In February 2016, he was part of the delegation charged with the responsibility of resolving the crisis in the Kogi State House of Assembly, following the illegal impeachment of the Speaker and suspension of 14 others by nine members. In March 2016 – as one of the youngest members of the House of Representatives – he attended the Inter-Parliamentary Union (IPU) Global Conference of Young Parliamentarians in Lusaka, Zambia.

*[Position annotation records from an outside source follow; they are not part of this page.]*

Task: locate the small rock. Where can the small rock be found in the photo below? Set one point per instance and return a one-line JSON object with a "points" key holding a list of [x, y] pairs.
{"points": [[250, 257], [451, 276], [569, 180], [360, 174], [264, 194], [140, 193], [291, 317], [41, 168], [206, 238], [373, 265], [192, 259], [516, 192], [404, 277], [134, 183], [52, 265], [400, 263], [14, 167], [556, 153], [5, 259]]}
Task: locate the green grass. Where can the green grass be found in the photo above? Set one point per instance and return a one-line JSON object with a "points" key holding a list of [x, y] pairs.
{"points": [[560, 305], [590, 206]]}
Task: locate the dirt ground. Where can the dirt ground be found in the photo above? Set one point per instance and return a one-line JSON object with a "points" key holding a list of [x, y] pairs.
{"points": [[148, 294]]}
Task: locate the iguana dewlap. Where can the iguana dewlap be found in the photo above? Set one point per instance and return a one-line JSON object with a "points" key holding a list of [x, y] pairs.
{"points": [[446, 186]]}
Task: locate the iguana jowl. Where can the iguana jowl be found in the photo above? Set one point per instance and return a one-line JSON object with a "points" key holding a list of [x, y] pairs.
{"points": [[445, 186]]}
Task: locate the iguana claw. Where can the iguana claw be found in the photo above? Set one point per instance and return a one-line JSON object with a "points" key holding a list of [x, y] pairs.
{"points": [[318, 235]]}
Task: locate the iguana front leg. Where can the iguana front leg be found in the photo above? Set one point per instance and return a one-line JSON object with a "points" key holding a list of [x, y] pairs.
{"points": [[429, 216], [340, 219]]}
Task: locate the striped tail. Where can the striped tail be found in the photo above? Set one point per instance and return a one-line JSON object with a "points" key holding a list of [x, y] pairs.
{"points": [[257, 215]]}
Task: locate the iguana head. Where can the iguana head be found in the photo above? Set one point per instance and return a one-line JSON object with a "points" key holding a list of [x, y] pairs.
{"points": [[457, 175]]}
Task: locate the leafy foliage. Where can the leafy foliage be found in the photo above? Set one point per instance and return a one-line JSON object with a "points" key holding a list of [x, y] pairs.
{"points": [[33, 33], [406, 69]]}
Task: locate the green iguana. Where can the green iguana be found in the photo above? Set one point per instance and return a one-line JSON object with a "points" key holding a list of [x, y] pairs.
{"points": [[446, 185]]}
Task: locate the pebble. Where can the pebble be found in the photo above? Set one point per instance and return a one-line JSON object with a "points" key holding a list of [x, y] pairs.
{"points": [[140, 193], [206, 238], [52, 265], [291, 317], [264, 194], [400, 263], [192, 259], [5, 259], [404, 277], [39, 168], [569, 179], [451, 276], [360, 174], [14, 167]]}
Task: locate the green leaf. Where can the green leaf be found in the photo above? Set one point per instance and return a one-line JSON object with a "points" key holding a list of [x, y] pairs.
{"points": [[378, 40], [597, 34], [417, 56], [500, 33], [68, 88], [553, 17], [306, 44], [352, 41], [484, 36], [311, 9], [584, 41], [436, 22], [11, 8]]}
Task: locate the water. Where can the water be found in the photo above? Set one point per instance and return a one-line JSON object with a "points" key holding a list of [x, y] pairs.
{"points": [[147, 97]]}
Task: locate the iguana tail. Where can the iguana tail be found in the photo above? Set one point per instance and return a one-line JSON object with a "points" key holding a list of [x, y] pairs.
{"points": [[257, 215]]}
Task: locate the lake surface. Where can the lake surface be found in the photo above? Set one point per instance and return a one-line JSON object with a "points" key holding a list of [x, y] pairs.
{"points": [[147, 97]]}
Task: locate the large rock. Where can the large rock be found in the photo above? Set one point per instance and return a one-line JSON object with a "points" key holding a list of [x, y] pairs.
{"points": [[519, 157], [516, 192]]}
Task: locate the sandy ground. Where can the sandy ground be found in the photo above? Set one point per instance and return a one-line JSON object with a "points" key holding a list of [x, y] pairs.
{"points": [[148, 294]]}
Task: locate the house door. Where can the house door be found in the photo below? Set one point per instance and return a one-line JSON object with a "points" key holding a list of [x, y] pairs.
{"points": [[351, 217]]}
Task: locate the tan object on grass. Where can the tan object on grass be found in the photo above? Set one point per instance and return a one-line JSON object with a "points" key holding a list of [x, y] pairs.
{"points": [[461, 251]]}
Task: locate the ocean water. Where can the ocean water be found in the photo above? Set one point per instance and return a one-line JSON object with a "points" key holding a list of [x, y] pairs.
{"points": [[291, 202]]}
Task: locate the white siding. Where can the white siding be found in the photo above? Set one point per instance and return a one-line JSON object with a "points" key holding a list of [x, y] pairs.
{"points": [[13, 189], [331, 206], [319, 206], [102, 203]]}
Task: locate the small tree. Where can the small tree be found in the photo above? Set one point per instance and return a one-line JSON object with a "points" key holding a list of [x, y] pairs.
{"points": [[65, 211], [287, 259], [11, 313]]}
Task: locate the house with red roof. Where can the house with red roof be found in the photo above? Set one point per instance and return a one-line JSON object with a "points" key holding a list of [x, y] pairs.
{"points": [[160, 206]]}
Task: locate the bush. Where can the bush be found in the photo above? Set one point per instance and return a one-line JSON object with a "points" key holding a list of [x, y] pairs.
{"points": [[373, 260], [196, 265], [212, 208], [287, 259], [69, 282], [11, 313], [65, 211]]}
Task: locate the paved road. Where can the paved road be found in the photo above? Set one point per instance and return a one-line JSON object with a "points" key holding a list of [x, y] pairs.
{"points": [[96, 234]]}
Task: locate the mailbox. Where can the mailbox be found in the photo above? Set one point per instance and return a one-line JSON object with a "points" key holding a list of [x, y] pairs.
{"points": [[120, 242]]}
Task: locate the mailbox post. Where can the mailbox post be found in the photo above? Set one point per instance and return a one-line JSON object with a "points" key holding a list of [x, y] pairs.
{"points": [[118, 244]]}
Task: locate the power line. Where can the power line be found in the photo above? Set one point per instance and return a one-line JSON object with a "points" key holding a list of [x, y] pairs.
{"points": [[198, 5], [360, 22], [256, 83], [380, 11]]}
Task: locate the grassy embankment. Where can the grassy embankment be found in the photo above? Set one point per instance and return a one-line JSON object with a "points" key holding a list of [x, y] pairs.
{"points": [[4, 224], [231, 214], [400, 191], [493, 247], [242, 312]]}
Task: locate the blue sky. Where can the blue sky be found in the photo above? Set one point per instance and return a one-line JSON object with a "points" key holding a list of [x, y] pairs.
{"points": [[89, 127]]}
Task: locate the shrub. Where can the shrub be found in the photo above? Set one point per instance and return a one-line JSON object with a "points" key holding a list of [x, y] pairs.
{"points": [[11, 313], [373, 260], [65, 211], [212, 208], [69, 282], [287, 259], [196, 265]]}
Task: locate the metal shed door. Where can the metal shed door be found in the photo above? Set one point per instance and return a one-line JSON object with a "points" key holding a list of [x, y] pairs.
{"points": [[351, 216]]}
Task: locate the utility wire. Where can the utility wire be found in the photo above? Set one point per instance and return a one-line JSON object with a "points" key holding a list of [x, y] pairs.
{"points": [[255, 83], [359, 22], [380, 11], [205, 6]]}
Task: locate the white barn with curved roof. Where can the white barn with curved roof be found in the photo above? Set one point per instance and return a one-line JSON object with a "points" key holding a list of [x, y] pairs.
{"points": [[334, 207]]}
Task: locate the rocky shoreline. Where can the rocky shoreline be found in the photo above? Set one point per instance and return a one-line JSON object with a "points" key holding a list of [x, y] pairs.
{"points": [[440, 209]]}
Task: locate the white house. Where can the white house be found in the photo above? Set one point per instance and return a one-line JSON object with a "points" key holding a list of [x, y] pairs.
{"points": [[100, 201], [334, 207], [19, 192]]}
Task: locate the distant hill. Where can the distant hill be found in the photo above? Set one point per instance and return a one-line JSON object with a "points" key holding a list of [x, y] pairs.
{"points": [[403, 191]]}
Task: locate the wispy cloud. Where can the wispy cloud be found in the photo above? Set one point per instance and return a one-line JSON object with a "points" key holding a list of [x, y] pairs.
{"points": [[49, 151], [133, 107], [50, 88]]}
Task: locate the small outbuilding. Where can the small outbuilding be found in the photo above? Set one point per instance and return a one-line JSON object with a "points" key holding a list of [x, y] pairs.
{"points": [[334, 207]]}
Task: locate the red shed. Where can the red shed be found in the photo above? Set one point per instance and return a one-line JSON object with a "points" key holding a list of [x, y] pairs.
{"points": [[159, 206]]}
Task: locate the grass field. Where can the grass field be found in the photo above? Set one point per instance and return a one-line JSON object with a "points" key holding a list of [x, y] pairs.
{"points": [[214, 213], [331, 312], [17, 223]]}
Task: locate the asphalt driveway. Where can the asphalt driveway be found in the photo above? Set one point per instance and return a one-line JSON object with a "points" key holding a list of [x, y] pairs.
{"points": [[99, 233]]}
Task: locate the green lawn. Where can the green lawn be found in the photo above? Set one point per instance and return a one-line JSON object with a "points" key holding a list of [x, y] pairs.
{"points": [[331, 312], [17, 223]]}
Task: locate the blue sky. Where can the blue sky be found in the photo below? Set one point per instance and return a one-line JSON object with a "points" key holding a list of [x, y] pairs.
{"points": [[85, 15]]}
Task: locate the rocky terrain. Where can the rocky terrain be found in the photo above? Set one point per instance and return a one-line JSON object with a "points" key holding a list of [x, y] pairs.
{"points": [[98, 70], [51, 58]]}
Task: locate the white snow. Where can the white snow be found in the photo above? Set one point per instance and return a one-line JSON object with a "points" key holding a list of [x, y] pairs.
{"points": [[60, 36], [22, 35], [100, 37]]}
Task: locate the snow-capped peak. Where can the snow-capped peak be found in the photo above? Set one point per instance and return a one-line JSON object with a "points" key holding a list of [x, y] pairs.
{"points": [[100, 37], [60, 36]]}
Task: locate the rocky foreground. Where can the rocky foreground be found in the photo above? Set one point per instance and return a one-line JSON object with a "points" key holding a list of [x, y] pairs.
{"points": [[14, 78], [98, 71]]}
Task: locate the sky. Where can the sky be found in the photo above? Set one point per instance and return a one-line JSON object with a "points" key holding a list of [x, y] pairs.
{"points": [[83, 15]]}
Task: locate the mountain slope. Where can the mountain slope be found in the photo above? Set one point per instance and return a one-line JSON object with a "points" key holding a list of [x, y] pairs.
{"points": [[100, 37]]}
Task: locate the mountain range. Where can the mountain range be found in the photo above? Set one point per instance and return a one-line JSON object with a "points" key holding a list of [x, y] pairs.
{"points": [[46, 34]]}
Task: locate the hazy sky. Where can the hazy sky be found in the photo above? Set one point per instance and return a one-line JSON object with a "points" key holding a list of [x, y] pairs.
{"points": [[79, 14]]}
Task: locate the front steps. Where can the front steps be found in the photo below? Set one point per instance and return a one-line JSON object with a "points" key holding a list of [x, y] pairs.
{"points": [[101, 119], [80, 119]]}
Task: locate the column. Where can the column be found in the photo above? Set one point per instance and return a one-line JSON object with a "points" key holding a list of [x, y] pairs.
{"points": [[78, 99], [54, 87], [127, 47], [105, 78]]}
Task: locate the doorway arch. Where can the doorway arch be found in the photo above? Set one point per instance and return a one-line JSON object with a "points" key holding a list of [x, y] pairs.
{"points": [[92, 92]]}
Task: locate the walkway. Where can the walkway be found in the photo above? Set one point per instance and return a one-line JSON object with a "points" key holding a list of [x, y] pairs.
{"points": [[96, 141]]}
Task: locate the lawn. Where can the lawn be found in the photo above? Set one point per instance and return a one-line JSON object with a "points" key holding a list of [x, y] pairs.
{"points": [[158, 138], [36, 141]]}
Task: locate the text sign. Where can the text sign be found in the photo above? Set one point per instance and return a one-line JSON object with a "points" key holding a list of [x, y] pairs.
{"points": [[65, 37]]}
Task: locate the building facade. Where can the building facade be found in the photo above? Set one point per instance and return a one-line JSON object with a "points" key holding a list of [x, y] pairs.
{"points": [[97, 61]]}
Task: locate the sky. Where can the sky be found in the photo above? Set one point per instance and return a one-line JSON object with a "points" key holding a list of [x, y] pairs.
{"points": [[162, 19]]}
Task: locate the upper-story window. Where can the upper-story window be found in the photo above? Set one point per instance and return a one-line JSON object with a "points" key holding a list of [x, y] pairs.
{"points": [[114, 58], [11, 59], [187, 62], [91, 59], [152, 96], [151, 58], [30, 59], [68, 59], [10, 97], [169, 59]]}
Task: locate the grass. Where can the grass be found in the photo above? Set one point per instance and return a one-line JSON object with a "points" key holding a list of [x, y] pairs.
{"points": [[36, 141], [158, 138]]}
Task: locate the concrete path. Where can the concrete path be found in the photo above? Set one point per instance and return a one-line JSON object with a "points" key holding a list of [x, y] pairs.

In May 2016, following an increment in the pump price of petrol, Abdussamad was also drafted into an ad hoc committee on the deregulation of the petroleum downstream sector, which was mandated to establish modalities for ending the strike embarked upon by the Nigerian Labour Congress (NLC).

====Bills and motions====
1. Co-sponsored the "Yes we can" bill, which seeks to amend the 1999 constitution of the Federal Republic of Nigeria to enhance political inclusion and participation of young people in governance in Nigeria by making it mandatory for at least one appointive position - aides, ministerial appointments, etc. - to be filled by a Nigerian below 35 years.
2. A Bill for an Act to Amend the Inland Fisheries Act (2004) to Review Upward the Penalties and for other related Matters.
3. A Bill for an Act to Amend the Nigerian Security and Civil Defense Corps Act (2003) to Provide Guidance for the Enforcement of Security Measures through the Requirement and Installation and Management of Close Circuit Television (CCTV) and for Other Matters Connected Therewith.
4. Amendment to a motion on the IDP crisis in the North-Eastern region, stating the need for the creation of a government agency similar to the Niger Delta Development Commission (NDDC) for the North East.
5. Raised a matter of urgent public importance seeking an end to a doctors' strike in Sokoto State.
6. Moved a motion on Public Accounts and the Central Bank of Nigeria (CBN), seeking that CBN declare any and all interests accruable to the Foreign Reserve Accounts of the Federation.
7. Motion on erosion in Dogon-Daji Local Government Area of Sokoto state.

===Ministry of Finance, Sokoto State Government===
In June 2019, Dasuki was named among the 26 nominees for the Sokoto State Cabinet by Governor Aminu Waziri Tambuwal. He was subsequently announced as Commissioner for Finance in the government, following his wealth of experience in both corporate and political roles, and as a trained economist.